Executive Summary
Clinical research has always been an integral part of medical care: in many countries the two cannot be dissociated. Clinical Trials are the mechanism for the testing of new approaches to cancer prevention, diagnosis, and treatment. As such they are a critical component of the National Cancer Program and the National Cancer Institute's (NCI) research program. The NCI clinical trials program represents a unique opportunity to improve the survival and quality of life of patients with cancer, and to translate basic research into clinical application.
The clinical trials system is complex, involves many participants, and requires collaboration at all levels--between investigators and physicians, industry and academia, academia and NCI, and NCI and industry. In its entirety, the clinical trials system is an intricate and large research laboratory without walls.
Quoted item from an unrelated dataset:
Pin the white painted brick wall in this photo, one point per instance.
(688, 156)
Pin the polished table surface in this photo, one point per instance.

This complexity has bred inefficiencies and eroded the ability of the system to generate new ideas to reduce the cancer burden. Other challenges to clinical research, such as rapidly diminished opportunities for training, managed care, cost containment, low levels of participation in research, and diminishing levels of financial support for patient care and research have strained the system. The United States is now the world leader in both medical advances and in clinical treatment, in large part because of the excellence of clinical trials. Erosion of this structure will have a negative impact on our national health and economy over the long term.
At the same time several scientific and medical events have converged to force a reevaluation of the clinical trials system. Progress in cancer biology, genetics, immunology, imaging, and molecular biology has accelerated, creating new opportunities to pursue in clinical application. Opportunities offered through informatics and electronic communications offer an entirely new approach to communication and data transfer and analysis in the clinical research setting.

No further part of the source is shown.